The rest of the magazine devotes itself to such men's issues as
'Improve Your Control' with hints on dribbling and ball handling but not in the realm one might expect from later titles - it's a pictorial 'how to' on soccer featuring Fulham FC Captain and England international star Johnny Haynes.

Otherwise, the magazine is repleat with war and adventure stories, articles on the right raincoat to wear to the races and ads for cigarettes, electric shavers and such indispensible after-market auto accessories as Smith's Car Heaters.

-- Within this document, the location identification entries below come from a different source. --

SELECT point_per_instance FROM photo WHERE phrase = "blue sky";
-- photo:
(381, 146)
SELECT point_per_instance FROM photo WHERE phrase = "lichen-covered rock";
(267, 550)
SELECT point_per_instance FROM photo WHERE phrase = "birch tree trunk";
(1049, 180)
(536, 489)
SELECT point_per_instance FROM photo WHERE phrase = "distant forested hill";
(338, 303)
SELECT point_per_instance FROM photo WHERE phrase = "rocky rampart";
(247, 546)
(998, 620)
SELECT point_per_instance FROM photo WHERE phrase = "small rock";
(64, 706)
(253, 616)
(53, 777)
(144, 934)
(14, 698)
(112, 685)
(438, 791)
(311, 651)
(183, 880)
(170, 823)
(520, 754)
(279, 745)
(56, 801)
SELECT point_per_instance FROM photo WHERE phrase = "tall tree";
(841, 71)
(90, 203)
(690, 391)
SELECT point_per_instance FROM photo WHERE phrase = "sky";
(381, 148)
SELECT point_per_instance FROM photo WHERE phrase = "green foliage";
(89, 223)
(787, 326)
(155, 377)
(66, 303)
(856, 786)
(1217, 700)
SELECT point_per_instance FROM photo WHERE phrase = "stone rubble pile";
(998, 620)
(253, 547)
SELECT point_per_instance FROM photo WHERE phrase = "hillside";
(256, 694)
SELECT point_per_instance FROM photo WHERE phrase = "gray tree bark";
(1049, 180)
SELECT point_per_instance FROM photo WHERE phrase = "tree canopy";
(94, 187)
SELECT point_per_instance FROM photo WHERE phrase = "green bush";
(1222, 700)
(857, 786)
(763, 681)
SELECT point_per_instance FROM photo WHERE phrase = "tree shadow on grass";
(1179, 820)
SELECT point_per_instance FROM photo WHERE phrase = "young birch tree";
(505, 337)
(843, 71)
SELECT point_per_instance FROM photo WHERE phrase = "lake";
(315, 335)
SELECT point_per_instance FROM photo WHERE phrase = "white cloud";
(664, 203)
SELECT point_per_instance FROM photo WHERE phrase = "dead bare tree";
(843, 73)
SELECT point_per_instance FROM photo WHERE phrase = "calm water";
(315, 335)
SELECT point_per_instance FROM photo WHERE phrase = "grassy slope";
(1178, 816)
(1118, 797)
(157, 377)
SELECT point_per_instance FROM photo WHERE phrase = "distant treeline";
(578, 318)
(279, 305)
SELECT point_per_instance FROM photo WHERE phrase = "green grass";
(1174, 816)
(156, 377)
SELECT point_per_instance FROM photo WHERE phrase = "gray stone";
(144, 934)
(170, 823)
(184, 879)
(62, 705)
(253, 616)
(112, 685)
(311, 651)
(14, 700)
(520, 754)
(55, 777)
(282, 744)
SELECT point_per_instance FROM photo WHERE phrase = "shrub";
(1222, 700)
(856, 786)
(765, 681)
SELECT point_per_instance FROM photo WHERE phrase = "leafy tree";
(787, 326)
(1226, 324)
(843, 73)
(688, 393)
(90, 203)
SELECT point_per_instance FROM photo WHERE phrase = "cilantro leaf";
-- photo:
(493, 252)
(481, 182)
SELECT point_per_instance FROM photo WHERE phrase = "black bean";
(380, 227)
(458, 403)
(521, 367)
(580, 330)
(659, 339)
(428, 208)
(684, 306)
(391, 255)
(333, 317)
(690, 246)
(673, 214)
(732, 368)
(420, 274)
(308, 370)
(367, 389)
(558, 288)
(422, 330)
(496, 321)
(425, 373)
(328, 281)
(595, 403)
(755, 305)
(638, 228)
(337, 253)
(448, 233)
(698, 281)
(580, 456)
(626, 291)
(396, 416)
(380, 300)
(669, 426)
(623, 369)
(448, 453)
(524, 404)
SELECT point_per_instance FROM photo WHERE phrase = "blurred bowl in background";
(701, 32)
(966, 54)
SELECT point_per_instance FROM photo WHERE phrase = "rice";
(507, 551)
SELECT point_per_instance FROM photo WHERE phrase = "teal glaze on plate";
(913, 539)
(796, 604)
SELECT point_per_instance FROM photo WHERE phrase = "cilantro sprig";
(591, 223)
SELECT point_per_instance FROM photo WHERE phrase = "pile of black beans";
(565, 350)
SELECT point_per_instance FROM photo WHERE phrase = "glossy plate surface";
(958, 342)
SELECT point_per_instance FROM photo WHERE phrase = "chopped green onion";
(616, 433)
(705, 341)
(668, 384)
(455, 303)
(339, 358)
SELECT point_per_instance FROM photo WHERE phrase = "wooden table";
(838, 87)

Wikipedia notes that Lilliput was merged in August 1960 with Men Only magazine 'which only later became pornographic'. Certainly in 1956, the Jill Ireland centrespread contains nothing to offend anyone but ones prudish maiden aunt and the hint of negligee in the picture of Judi Boutin is offset by the friendly domesticity of her expression - more the young wife suggesting hubby stop reading 'The Blag At The Bailey' and come to the marital bed than the hussy revving up for a romp. Indeed, the only place you'll see a bare breast or bottom is in the cartoons.

Nonetheless, it's a fair bet a chap didn't read Lilliput outside the privacy of his own home or perhaps down the shed.

A mere 14 years later, in 1970, the first topless 'Page 3 Girl' (Wikipedia entry) appeared in British newspaper The Sun and within a few years were openly ogled on the buses.